Foto: "Gespenster" an den Münchner Kammerspielen © Heinz Holzmann
Text:Anne Fritsch, am 21. Januar 2021
Beim Ticketkauf kann man wählen, auf welcher Seite man sitzen möchte: links oder rechts. Fast wie im richtigen Theater. Entsprechend ändert sich die Perspektive aufs Geschehen. Die Münchner Kammerspiele wagen sich an ihre erste Livestream-Premiere und begnügen sich nicht damit, eine Aufführung einfach ins Internet zu übertragen. Vielmehr konzipiert das Kollektiv RAUM+ZEIT die Uraufführung von „Gespenster – Erika, Klaus und der Zauberer“ speziell für dieses neue Medium, spielt mit der räumlichen Wahrnehmung und dem Live-Aspekt. RAUM+ZEIT, das sind die Dramaturgin Juliane Hendes, der Autor Lothar Kittstein, Regisseur Bernhard Mikeska und Bühnenbildnerin Steffi Wurster. Wie der Titel ahnen lässt, beschäftigen sie sich in ihrem neuen Projekt mit der Familie Mann, vor allem mit Erika, Klaus und dem übermächtigen Vater Thomas.

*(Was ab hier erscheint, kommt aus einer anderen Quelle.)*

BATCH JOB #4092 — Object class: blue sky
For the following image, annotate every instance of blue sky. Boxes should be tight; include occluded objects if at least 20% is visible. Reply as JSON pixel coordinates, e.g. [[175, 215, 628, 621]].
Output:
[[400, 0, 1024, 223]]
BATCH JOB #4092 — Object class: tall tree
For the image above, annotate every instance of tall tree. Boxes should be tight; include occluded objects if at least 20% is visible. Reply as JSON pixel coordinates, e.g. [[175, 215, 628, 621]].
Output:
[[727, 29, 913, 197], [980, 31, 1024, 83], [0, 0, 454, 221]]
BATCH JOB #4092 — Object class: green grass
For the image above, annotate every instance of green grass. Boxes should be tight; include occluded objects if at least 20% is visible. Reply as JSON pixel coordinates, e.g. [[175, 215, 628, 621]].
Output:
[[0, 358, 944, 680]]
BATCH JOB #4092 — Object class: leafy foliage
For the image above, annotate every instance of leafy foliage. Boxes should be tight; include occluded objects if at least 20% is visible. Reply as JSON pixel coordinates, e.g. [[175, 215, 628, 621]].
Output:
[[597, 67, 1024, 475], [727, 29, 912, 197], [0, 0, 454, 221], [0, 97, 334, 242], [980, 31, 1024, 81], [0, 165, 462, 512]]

Vier Glaskästen stehen in der Therese-Giehse-Halle, dem Neuen Haus der Kammerspiele. In jedem von ihnen ein Spieler, eine Spielerin. Vereinzelte, mit sich und auch in sich Gefangene. Eine Kamera umkreist sie, bleibt irgendwann bei Svetlana Belesova stehen. „Das ganze Haus ist totenstill“, sagt sie. „Und leer. Und dunkel.“ Ein Traum vom abwesenden Vater in Venedig. Ein kleines Mädchen, das durch das Tor sieht. Ein toter Bruder. Lothar Kittstein verdichtet die Familientragödien, von denen es in dieser Sippe reichlich gibt, zu einem assoziativen Konzentrat, einem klaustrophobischen Leben. „Dein Bruder ist gestorben. Und du fährst nicht hin. Weil Vater es verboten hat?“, fährt Belesova als Erika fort. Und: „This is the wizard’s house. Hier muss man leise sein, besonders um die Mittagszeit.“ Die Disziplin, die Thomas Mann sich – und seiner Familie – abverlangte, ist hinlänglich bekannt. Hier sieht man die Folgen, die kaputte Familie, eine Ansammlung von Gespenstern.

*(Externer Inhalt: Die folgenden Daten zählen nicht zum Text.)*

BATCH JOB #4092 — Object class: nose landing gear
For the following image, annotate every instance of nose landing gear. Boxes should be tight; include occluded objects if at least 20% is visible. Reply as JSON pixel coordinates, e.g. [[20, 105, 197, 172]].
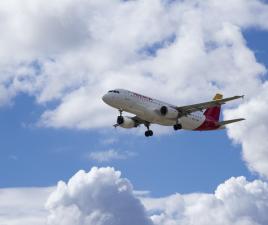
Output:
[[173, 123, 182, 130], [144, 123, 154, 137]]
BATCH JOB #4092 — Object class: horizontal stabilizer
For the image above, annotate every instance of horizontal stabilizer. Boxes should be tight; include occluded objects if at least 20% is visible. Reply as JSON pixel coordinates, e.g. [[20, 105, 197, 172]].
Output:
[[217, 118, 245, 126]]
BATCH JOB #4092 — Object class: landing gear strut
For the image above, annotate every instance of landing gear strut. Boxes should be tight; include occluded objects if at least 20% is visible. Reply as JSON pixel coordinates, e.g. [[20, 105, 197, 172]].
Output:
[[117, 109, 124, 125], [144, 123, 154, 137]]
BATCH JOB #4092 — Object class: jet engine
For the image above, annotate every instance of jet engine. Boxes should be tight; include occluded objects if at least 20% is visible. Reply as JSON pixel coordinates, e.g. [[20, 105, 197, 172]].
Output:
[[117, 116, 136, 128], [160, 106, 179, 119]]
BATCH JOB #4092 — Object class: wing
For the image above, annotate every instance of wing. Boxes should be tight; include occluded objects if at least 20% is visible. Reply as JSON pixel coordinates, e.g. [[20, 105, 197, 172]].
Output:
[[217, 118, 245, 126], [176, 95, 244, 116], [113, 116, 148, 128]]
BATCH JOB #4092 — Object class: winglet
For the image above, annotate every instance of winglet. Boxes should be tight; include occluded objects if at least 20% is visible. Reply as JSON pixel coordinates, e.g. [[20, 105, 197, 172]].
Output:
[[213, 93, 223, 100]]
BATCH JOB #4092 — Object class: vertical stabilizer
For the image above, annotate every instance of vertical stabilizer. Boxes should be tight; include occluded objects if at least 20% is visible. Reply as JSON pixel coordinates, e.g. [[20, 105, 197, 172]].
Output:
[[204, 94, 223, 121]]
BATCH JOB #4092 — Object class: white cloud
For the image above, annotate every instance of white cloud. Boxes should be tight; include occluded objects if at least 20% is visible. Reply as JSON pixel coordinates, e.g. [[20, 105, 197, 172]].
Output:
[[224, 82, 268, 177], [0, 0, 268, 179], [0, 167, 268, 225], [143, 177, 268, 225], [88, 149, 135, 162], [46, 167, 152, 225]]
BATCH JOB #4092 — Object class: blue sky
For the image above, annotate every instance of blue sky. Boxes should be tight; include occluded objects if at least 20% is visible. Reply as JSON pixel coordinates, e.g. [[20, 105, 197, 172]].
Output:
[[0, 0, 268, 225], [0, 29, 268, 193], [0, 26, 268, 196]]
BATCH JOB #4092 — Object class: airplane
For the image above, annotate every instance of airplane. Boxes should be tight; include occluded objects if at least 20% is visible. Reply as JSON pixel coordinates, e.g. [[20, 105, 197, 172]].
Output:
[[102, 89, 245, 137]]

Erklärt wird kaum etwas, assoziativ springt Kittstein durch das Leben von Erika Mann, das dominiert wird vom Vater, dem „Zauberer“, der gar nicht so gut wegkommt. Viel scheint durch, Missbrauch, Dominanz, Enge, Abhängigkeit. Ein komplexes Konstrukt aus Vorlagen und Vorwissen. Wer sich nicht auskennt mit der Familie Mann, könnte allerdings verloren gehen in diesem Insiderspiel, das zudem mit Möglichkeiten spielt, nicht nur mit Realitäten. Vieles vermischt sich: Fiktion und Biographie, Roman und Erinnerung, Traum und Wirklichkeit, der Junge und Aschenbach in Venedig, die Tochter und der Vater, die Geschwister. Alles wird auf gewisse Weise eins. Jochen Noch wird zu Aschenbach, der Hauptfigur aus Manns „Tod in Venedig“, und bleibt doch auch dessen Autor: „Da geriet mir mit dem Leben wohl die Rolle durcheinander. Was, wie du mir zugibst, weit entfernt von Mangelhaftigkeit, im Gegenteil für mein Talent, mich ganz in etwas zu versenken, Signum ist.“
Raum und Zeit verschwimmen, Erzählung und Form fließen an diesem Abend ineinander. Und da die Form so ausgeklügelt ist, rückt die Erzählung ein wenig in den Hintergrund. Bernardo Arias Porras, Katharina Bach, Svetlana Belesova und Jochen Noch spielen die dichten Szenen in wechselnden Konstellationen. Immer zwei zusammen, parallel zu den anderen beiden. Das Publikum folgt, je nach gewählter Seite, erst dem einen Handlungsstrang am Zürichsee, dann dem zweiten in Venedig. Dann wechselt die Perspektive, die Szenen wiederholen sich. Im Hintergrund sieht man das eben Gesehene und Gehörte noch einmal wie einen entfernten Stummfilm. Was hier entsteht, ist ein ausgetüfteltes Spiel mit verschiedenen Ebenen, von denen immer eine herangezoomt wird. Jeder Satz, jede Begegnung ist präzise getimt: Man hört nur, was man hören soll, die Szenen enden zeitgleich, um nahtlos ineinander überzugehen. Einzeln treten die Figuren aus ihren Glaskästen, eine wirkliche Begegnung oder Nähe kommt nicht zustande, was natürlich an den strengen Corona-Vorgaben liegt, in diesem Kontext aber durchaus realistisch ist. Diese Familie war keine zum Kuscheln.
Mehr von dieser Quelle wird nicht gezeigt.